Question

Suppose that f is twice differentiable on an open interval I. If f' increases on I, then the graph of f is concave up.

true or false?

explain?

Answer 1

If f(x) increases on some interval, then f'(x) will be positive on that same interval

If f ' (x) increases on some interval, then f '' (x) will be positive on that same interval

So if f ' (x) increases on some interval, then f(x) will be concave up on that same interval.

Answer 2

So, if it's decreasing on the interval then its concave down

Answer 3

you got it

Answer 4

What about..

For c in I, if f '(c)=0 and f ''(c)<0 then f has a local minimum at x=c

and

If the point (c,f(c)) is a point of inflection, then f ''(c)=0

Answer 5

f '(c)=0 implies that there is an extrema at the point (c, f(c))

we don't know if this extrema is a local min, max, or a saddle point.
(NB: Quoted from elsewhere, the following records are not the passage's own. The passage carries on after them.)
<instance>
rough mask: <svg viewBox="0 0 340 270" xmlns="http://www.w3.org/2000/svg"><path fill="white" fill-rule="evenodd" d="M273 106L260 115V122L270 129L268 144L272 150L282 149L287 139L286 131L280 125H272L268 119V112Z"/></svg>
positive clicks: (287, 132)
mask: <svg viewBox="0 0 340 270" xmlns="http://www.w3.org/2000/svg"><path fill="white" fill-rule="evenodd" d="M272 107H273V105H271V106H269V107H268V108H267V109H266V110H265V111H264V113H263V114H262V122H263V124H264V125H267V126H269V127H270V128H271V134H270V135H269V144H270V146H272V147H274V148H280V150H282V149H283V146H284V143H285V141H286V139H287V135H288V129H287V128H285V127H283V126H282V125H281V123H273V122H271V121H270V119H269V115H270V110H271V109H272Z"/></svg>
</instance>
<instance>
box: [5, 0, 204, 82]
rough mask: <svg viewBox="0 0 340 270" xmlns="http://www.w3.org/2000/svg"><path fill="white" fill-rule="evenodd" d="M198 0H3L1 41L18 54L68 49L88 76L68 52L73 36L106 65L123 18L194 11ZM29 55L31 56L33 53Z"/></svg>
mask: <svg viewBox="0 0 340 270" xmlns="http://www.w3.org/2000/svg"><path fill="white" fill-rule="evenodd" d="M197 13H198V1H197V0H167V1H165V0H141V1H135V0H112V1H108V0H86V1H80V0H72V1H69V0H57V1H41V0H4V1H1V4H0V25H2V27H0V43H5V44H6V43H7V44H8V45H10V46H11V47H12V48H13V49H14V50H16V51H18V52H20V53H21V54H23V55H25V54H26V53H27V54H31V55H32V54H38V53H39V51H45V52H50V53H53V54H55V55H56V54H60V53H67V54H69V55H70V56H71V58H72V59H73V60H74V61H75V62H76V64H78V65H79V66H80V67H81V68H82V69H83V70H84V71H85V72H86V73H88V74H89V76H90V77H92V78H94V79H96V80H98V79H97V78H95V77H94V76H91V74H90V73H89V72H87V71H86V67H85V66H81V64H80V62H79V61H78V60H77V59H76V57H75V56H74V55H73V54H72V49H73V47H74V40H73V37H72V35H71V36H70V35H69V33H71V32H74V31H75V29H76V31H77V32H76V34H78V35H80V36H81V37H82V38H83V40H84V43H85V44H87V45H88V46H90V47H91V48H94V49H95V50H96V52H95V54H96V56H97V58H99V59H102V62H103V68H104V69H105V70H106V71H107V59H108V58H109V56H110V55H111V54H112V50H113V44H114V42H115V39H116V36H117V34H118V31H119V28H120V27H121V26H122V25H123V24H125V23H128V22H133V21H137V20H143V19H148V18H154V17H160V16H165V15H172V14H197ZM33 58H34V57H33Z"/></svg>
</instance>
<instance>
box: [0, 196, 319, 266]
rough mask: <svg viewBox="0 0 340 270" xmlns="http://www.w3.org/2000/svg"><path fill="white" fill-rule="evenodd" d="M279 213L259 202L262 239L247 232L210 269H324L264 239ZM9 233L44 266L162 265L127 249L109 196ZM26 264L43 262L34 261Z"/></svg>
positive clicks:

However, since f '' (c) < 0 in this same interval, this means f(x) is concave down

so there's a local max (NOT min) at (c, f(c)) when f ' (c) = 0 and f '' (c) < 0

Answer 6

so the statement

For c in I, if f '(c)=0 and f ''(c)<0 then f has a local minimum at x=c

is false

Answer 7

If the point (c,f(c)) is a point of inflection, then f ''(c)=0

is true because this is how you find the point of inflection: you derive f twice to get f '', then you find the roots of f ''

Answer 8

thank you!

Answer 9

np